ECLI:NL:RVS:2001:AE7118
Raad van State
- Hoger beroep
- M. Vlasblom
- A.L. Frenkel
- Rechtspraak.nl
Hoger beroep tegen afwijzing verblijfsvergunning asiel door Staatssecretaris van Justitie
In deze zaak gaat het om een hoger beroep van appellant tegen de uitspraak van de arrondissementsrechtbank te 's-Gravenhage, nevenzittingsplaats Zwolle, die op 20 juni 2001 het beroep van appellant ongegrond verklaarde. Appellant had een aanvraag ingediend voor een verblijfsvergunning asiel voor bepaalde tijd, welke door de Staatssecretaris van Justitie op 2 juni 2001 was afgewezen. De rechtbank oordeelde dat de afwijzing terecht was, waarop appellant in hoger beroep ging.
De Raad van State, in de persoon van de Voorzitter, heeft de zaak beoordeeld en geconcludeerd dat nader onderzoek niet nodig was. De Voorzitter oordeelde dat de grieven van appellant niet tot vernietiging van de eerdere uitspraak konden leiden. De derde grief, waarin appellant betoogde dat de rechtbank niet adequaat had gereageerd op zijn gewetensbezwaren, werd verworpen. De Voorzitter stelde vast dat de feiten en omstandigheden die appellant aanvoerde niet relevant waren voor de beoordeling van de zaak, omdat deze al bekend waren ten tijde van de besluitvorming.
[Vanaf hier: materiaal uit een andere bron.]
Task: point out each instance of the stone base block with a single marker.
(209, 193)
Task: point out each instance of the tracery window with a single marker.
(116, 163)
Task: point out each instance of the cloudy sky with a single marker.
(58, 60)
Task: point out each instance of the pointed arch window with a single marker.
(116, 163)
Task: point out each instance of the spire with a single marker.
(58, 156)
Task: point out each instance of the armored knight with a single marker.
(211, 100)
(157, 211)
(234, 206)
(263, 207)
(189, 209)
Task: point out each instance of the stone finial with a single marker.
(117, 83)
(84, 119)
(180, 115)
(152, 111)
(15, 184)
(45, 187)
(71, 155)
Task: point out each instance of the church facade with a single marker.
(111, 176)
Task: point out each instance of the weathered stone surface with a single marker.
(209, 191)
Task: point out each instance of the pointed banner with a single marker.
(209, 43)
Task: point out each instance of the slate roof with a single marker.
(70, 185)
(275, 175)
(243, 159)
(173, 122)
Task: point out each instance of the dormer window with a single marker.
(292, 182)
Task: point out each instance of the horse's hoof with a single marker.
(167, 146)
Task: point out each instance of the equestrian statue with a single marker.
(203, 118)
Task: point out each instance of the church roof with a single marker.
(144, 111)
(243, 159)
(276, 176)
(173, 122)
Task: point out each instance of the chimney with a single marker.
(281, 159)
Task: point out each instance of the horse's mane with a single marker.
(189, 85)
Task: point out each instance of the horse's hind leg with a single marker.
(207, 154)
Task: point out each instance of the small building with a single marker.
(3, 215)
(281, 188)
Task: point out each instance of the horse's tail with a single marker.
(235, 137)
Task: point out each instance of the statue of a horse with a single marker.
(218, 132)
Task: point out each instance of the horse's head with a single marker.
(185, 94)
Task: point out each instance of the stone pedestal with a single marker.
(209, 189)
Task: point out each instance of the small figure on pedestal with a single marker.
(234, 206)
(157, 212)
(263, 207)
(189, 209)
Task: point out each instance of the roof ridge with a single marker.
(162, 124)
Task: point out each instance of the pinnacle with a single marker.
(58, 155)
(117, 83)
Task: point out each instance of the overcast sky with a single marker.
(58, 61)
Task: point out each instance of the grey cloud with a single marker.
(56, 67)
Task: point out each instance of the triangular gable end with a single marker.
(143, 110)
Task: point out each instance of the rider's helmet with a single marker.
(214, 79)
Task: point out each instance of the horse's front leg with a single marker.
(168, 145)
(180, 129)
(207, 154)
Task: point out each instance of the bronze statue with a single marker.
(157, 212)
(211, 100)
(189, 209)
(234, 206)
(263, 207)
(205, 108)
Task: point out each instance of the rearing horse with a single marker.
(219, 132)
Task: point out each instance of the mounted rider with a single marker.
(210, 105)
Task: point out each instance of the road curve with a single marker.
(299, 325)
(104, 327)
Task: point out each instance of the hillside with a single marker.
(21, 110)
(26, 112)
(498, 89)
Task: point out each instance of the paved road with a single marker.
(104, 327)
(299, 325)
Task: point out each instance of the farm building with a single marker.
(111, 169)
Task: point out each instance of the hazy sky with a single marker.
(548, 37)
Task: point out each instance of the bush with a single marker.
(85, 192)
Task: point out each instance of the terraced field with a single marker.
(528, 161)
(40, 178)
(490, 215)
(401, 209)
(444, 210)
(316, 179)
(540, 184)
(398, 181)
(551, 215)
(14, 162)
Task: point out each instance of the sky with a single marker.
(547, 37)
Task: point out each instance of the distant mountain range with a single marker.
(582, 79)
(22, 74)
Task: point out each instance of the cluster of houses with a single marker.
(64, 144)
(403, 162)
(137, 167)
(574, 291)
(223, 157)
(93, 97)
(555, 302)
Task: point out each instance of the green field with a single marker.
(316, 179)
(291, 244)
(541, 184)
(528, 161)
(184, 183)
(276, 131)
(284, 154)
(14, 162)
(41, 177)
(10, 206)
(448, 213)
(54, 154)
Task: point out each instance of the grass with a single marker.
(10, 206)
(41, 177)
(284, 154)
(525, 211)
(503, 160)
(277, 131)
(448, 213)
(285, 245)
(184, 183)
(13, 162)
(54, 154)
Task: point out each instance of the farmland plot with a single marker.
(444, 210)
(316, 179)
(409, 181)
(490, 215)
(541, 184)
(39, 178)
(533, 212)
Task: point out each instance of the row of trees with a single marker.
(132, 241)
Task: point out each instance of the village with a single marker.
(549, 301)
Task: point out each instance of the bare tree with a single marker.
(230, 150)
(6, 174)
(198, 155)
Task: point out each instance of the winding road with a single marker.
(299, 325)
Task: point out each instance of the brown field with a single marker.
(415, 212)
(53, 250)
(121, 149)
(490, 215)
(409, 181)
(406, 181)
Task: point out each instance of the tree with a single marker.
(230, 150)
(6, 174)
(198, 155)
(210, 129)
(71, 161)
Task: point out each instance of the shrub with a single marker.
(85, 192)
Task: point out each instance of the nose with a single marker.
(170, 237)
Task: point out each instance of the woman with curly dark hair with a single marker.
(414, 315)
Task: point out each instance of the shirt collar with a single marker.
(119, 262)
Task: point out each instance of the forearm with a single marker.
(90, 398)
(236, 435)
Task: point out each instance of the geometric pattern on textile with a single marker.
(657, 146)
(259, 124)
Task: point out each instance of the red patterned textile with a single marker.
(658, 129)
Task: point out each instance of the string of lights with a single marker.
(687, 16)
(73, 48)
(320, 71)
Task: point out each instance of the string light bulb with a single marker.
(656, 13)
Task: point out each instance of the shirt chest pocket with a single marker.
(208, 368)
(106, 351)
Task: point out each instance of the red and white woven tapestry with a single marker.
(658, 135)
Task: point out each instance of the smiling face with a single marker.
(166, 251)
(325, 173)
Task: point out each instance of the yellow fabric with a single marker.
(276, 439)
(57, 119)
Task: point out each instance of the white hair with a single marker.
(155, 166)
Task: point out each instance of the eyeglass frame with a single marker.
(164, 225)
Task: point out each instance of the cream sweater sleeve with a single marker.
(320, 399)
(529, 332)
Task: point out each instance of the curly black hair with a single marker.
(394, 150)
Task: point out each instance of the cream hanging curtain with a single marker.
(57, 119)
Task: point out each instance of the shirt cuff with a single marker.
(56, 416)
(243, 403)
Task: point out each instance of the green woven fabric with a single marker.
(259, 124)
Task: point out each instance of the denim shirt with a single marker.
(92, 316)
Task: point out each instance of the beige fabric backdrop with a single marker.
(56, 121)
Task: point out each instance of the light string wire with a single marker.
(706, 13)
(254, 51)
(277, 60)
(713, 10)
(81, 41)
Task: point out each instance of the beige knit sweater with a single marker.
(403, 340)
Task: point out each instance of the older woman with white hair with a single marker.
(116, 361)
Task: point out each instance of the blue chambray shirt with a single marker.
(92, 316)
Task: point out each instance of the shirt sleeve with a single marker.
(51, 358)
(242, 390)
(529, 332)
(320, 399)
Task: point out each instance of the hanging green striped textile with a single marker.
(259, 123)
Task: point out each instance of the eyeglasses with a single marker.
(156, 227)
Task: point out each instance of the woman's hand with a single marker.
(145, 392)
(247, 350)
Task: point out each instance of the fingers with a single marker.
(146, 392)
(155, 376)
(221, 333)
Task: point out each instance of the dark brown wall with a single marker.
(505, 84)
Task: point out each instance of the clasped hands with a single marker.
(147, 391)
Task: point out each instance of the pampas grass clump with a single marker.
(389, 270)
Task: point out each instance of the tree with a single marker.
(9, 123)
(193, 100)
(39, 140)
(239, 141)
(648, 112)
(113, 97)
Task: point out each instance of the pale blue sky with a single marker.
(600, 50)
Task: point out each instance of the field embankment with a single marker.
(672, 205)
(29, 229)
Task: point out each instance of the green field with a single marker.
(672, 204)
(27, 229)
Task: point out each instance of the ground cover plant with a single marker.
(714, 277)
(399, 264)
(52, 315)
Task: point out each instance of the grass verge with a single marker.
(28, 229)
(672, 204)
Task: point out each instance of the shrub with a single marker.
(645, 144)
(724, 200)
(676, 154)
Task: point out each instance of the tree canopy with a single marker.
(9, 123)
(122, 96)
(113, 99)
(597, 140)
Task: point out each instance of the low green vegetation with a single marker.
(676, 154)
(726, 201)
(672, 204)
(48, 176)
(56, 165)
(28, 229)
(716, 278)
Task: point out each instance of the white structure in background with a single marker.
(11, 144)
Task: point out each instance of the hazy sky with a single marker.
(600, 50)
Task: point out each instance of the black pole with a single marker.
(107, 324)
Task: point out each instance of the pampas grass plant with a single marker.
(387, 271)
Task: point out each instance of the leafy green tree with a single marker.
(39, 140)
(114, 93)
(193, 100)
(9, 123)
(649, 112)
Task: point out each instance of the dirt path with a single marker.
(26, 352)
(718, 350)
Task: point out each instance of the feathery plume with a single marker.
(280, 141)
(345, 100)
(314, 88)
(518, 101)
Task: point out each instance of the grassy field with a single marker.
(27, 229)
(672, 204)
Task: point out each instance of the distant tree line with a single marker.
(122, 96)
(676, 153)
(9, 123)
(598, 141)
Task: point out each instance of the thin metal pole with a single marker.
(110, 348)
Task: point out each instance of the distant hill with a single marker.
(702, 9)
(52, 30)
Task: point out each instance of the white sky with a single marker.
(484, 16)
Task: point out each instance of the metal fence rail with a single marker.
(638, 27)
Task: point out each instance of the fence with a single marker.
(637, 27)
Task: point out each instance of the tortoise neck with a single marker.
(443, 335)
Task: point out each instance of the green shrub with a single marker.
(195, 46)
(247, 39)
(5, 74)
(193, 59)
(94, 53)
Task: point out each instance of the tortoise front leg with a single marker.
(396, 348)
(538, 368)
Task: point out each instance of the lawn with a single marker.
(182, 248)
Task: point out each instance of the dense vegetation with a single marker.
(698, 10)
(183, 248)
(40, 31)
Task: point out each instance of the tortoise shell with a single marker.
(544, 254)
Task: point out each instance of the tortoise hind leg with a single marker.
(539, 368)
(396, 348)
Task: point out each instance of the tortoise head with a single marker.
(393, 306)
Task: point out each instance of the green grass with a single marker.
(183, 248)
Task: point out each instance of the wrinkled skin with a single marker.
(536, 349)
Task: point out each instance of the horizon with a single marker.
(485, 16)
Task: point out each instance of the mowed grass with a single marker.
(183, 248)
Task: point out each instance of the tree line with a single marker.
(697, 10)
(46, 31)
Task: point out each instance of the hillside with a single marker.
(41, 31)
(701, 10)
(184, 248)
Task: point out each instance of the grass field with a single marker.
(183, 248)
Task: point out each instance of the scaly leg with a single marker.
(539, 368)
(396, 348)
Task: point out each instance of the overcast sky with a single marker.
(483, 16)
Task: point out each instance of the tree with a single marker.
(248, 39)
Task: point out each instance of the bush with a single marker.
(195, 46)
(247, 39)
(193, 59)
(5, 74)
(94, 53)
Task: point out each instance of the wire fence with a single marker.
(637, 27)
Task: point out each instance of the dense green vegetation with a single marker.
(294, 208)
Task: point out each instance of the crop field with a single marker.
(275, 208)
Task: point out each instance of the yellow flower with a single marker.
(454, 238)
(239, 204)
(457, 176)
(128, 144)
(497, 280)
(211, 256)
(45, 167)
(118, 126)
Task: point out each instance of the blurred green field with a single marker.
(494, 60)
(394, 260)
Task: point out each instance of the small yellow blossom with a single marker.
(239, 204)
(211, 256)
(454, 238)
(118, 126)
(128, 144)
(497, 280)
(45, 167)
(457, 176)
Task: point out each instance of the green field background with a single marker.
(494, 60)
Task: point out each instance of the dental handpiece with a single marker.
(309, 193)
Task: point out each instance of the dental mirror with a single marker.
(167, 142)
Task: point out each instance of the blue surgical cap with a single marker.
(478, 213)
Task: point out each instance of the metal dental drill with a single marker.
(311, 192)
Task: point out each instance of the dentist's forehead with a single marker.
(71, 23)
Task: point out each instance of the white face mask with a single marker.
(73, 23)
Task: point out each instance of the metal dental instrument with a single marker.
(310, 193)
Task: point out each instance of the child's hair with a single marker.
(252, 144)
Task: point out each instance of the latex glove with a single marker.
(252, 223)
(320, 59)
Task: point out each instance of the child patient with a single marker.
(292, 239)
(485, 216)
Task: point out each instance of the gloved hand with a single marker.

De Raad bevestigde de uitspraak van de rechtbank en wees het verzoek om een voorlopige voorziening af. De beslissing werd genomen in naam der Koningin en uitgesproken in het openbaar op 6 juli 2001. De uitspraak benadrukt de beperkte reikwijdte van het hoger beroep in vreemdelingenzaken, waarbij de Afdeling bestuursrechtspraak zich kan beperken tot de beoordeling van de aangevoerde grieven zonder verdere inhoudelijke behandeling.